A casa-de-banho era pequena, mas Madalena não precisava de mais. Um lavatório com um espelho por cima e a sanita onde está sentada. Lê apressadamente as instruções e inicia os procedimentos. Dois minutos mais tarde agarra na prova da sua satisfação e sai à rua com o teste de gravidez em punho gritando, pela segunda vez nessa manhã, Táxi! Táxi!
Depressa! Depressa! Repetia ela ao segundo taxista do dia. Entra no hospital com a roupa em desalinho e o peito em sobressalto, atravessa um corredor, sobe dois pisos de elevador, respira fundo, sai para outro corredor, dirige-se à ala de internamentos de oncologia, Deixem-me passar, preciso falar com Kyle Mckenzie, sou a mulher dele, deixem-me passar. Um enfermeiro segura-a, tenta acalmá-la, puxa-a para uma salinha e diz-lhe, Tenha calma, por favor, tenha calma, precisa ouvir-me. Ela pressente as piores notícias e grita, Ele morreu? O meu Kyle morreu? Não. O senhor Mckenzie não morreu ainda, mas temo que as notícias não sejam animadoras. Como assim? Deixe-me falar com ele. Eu deixo, mas ele não vai poder ouvi-la, há duas noites atrás, pouco depois da senhora sair, o senhor Mckenzie entrou em coma e nada indica que vá recuperar, infelizmente só os aparelhos de suporte de vida o mantêm entre nós. Madalena levanta-se, ignora as palavras e os avisos do enfermeiro, corre para o quarto, ajoelha-se junto à cama de Kyle e fala com ele entre lágrimas e soluços, Acorda, meu amor, acorda, acorda seu irlandês teimoso, vamos ser pais, conseguimos, conseguimos, ouve-me, Kyle, ouve a tua princesa, conseguiste, Kyle, conseguiste, ficará entre nós uma semente de ti, o fruto do nosso amor. Dizia estas palavras como que esperando que a maravilha da notícia o despertasse, como se, pronunciadas as palavras de anunciação, Kyle se libertasse dos tubos e dos fios e das máquinas e lhe respondesse, Sim, princesa, conseguimos, vês, o teu velhote ainda funciona. Ela esperou depois algo mais ténue, um sinal impercetível, um sorriso tímido, um piscar de olhos. Nada. Kyle Mckenzie não voltou a acordar. Nunca saberia, neste mundo, que fora pai. Morreria semanas mais tarde naquele quarto de hospital. Morreria, por ironia, junto à estação do nascimento dos nascimentos, o Natal. Madalena recebeu do seu professor uma última lição. Aprendeu que pode um homem estar morto e vivo ao mesmo tempo.

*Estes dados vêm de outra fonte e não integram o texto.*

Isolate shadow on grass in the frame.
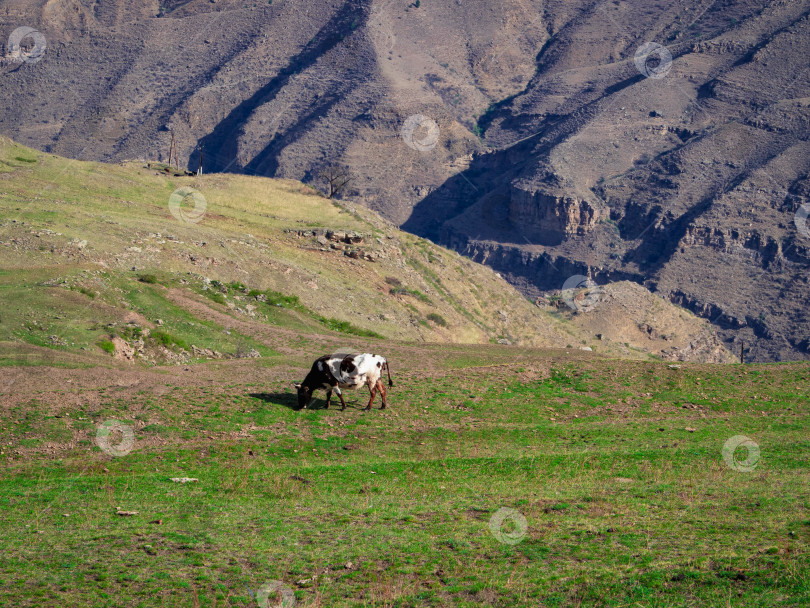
[249,393,365,411]
[250,393,353,410]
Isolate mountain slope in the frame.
[0,138,729,361]
[0,0,796,360]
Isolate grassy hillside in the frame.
[0,140,810,608]
[0,139,579,350]
[0,138,728,363]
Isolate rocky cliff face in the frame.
[508,187,605,245]
[0,0,810,360]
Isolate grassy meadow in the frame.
[0,347,810,607]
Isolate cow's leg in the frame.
[365,384,377,411]
[377,378,388,410]
[335,386,346,411]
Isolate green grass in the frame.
[0,358,810,607]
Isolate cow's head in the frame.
[295,384,312,410]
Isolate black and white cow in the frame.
[295,353,394,410]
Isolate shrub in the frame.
[149,330,188,349]
[389,287,432,304]
[315,316,384,338]
[203,289,225,304]
[427,312,447,327]
[96,340,115,355]
[264,289,301,308]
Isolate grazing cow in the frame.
[295,353,394,410]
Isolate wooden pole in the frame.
[169,130,174,166]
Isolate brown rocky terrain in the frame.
[0,0,810,361]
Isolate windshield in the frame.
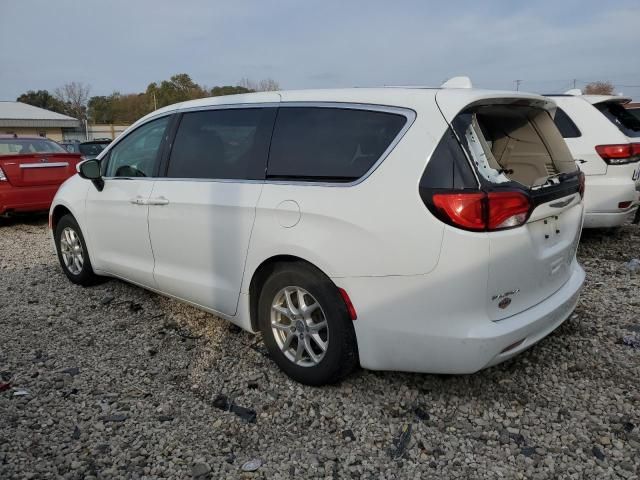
[0,138,66,155]
[78,143,108,156]
[595,102,640,137]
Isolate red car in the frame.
[0,135,81,215]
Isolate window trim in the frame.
[100,111,176,181]
[153,101,417,187]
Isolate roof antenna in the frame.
[440,76,473,88]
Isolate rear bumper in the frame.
[584,205,638,228]
[0,182,58,215]
[584,172,640,228]
[336,260,585,374]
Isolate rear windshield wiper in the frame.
[267,175,360,183]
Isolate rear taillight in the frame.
[596,143,640,165]
[433,192,487,230]
[433,192,531,231]
[487,192,531,230]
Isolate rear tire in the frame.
[258,262,358,385]
[54,214,105,287]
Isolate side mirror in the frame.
[78,159,104,192]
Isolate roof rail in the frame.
[440,76,473,88]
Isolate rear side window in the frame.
[420,128,478,190]
[167,108,275,180]
[594,102,640,138]
[267,107,407,182]
[553,108,581,138]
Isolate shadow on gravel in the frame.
[0,212,49,228]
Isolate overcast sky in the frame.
[0,0,640,100]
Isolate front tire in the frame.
[54,214,104,287]
[258,262,358,385]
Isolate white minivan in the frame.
[549,93,640,228]
[50,88,584,385]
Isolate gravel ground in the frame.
[0,217,640,479]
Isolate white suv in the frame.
[549,90,640,228]
[50,88,584,385]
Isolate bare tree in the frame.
[584,81,615,95]
[54,82,91,120]
[257,78,280,92]
[238,77,280,92]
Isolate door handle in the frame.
[146,197,169,205]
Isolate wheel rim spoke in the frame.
[271,286,329,367]
[309,333,327,352]
[309,320,327,333]
[284,288,298,315]
[60,227,84,275]
[271,305,293,320]
[304,337,325,363]
[296,339,305,363]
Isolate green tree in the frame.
[87,93,117,123]
[16,90,66,114]
[146,73,208,108]
[584,82,615,95]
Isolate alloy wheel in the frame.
[60,227,84,275]
[271,286,329,367]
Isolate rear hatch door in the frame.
[0,152,81,187]
[436,90,583,320]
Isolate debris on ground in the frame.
[391,423,412,460]
[213,394,257,423]
[624,258,640,273]
[101,413,129,422]
[100,295,116,305]
[591,447,605,461]
[249,340,271,358]
[191,462,211,478]
[413,405,429,421]
[242,458,262,472]
[622,335,640,348]
[342,428,356,442]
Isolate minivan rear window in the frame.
[452,105,576,187]
[594,102,640,138]
[267,107,407,182]
[167,107,276,180]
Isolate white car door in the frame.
[149,106,276,316]
[86,116,175,288]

Pode jazer inerte e frio numa cama de hospital e fervilhar de vida no ventre de uma mulher. É preciso ser-se um homem especial para conseguir tal feito. É preciso ser-se uma mulher especial para aceitar a vida de um tal homem e dedicar-lhe com devoção a alma e todo o amor de que se é capaz.
É por serem especiais que contaremos a sua história. Fazemo-lo já porque maio não vem longe e com ele chegará o fruto do seu amor: Jacob.